You are viewing a plain text version of this content. The canonical link for it is here.
Posted to issues@geode.apache.org by "ASF subversion and git services (Jira)" <ji...@apache.org> on 2021/12/09 18:43:00 UTC

[jira] [Commented] (GEODE-9854) Orphaned .drf files causing memory leak

    [ https://issues.apache.org/jira/browse/GEODE-9854?page=com.atlassian.jira.plugin.system.issuetabpanels:comment-tabpanel&focusedCommentId=17456669#comment-17456669 ] 

ASF subversion and git services commented on GEODE-9854:
--------------------------------------------------------

Commit 324ed89c3d43a53466cf5aeb614b63e757ba8b23 in geode's branch refs/heads/develop from Jakov Varenina
[ https://gitbox.apache.org/repos/asf?p=geode.git;h=324ed89 ]

GEODE-9854: Orphaned .drf file causing memory leak (#7145)

* GEODE-9854: Orphaned .drf file causing memory leak

Issue:
An OpLog files are compacted, but the .drf file is left because it contains deletes of
entries in previous .crfs. The .crf file is deleted, but the orphaned .drf is not until all
previous .crf files (.crfs with smaller id) are deleted.
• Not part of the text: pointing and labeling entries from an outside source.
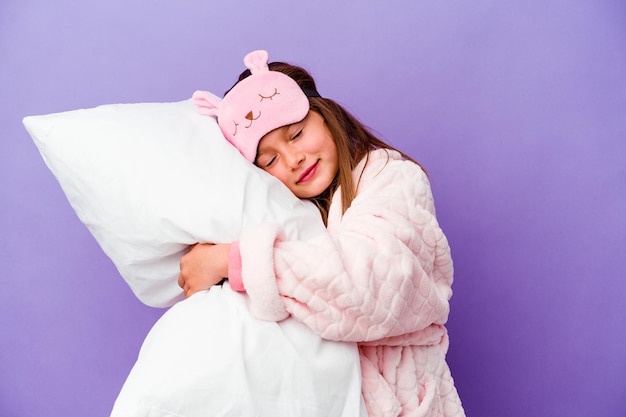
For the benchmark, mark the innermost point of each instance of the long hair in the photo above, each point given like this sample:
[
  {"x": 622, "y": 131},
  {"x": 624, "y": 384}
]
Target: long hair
[{"x": 353, "y": 140}]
The problem is that compacted Oplog object representing orphaned .drf file holds
a structure in memory (Oplog.regionMap) that contains information that is not useful
after the compaction and it takes certain amount of memory. Besides, there is a race
condition in the code when creating .krf files that, depending on the execution order,
could make the problem more severe (it could leave pendingKrfTags structure
on the regionMap and this could take up a significant amount of memory). This
pendingKrfTags HashMap is actually empty, but consumes memory because it was used
previously and the size of the HashMap was not reduced after it is cleared.
This race condition usually happens when new Oplog is rolled out and previous Oplog
is immediately marked as eligible for compaction. Compaction and .krf creation start at
the similar time and compactor cancels creation of .krf if it is executed first.
The pendingKrfTags structure is usually cleared when .krf file is created, but since
compaction canceled creation of .krf, the pendingKrfTags structure remain in memory
until Oplog representing orphaned .drf file is deleted.

Solution:
Clear the regionMap data structure of the Oplog when it is compacted (currently it is
deleted when the Oplog is destroyed).

* introduced inner static class RegionMap in Oplog
* RegionMap.get() will return always empty map if it was closed before
* When closing disk region skip adding only drf oplog to unrecovered
map and also don't try to remove it from regionMap (it was already
removed during compaction).

* Following test cases are introduced:

1. Recovery of single region after cache is closed and then recreated
(testCompactorRegionMapDeletedForOnlyDrfOplogAfterCompactionAndRecoveryAfterCacheClosed)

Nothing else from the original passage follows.